Der andere Antrag war deutlich weicher gestaltet. Die Schutzfristen werden fast gar nicht angetastet. Allerdings werden die Nutzungsmöglichkeiten, die innerhalb der Schutzfristen erlaubt sind, deutlich zugunsten von Privatnutzung, Forschung und Bildung, Mash-Up-Kunst, selbst für Filesharing erweitert. Die Position der Urheber wird sogar gestärkt, insbesondere durch Einschränkung der Macht von Verwertergesellschaften.

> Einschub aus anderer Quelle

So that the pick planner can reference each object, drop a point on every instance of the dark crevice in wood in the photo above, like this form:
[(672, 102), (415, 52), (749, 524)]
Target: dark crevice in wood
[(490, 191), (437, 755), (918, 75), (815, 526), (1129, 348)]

Der Parteitag hat sich mit großer Mehrheit für den zweiten Antrag entschieden. Ich halte das für eine sehr begrüßenswerte Entscheidung, können wir so doch einen größtmöglichen Ausgleich zwischen Autoren und Künstlern einerseits, und Nutzern digitaler Werke andererseits herstellen. Mir persönlich sind Dauern von Schutzfristen doch vollkommen egal, wenn ich jederzeit die für mich genehme, private Nutzung eines Werkes vornehmen kann. Auch eine verkürzte Schutzfrist hingegen nützt mir nichts, wenn ich während deren Dauer das von mir erworbene Werk nicht richtig oder vollständig nutzen kann.
Dabei ist dieser Antrag so wohlbegründet und wohlformuliert, dass sich das just beschlossene Programm der Grünen mit der Kulturflatrate wie reiner Sozialismus liest. Wir lassen den Urhebern von Werken sowie den Nutzern dieser Werke deutlich mehr Freiheit.
Noch ein kurzes Wort zur Location: Offenbach ist trostlos, die Stadthalle hässlich. Die AG Schnittchen zu Recht enttäuscht, das Apfelsinengate hat aber nicht stattgefunden. Vielleicht schaffen wir bei der nächsten Veranstaltung ein etwas angenehmeres Umfeld.
Alles in Allem bin ich außerordentlich zufrieden. Ohne besondere Erwartungen angereist, und mit der Befürchtung kommend, die Veranstaltung würde wegen des Mitgliederwachstums und Besucheransturms in Chaos versinken, hatten wir einen schönen und produktiven Parteitag, und haben einige Beschlüsse erreicht, auf die ich stolz bin.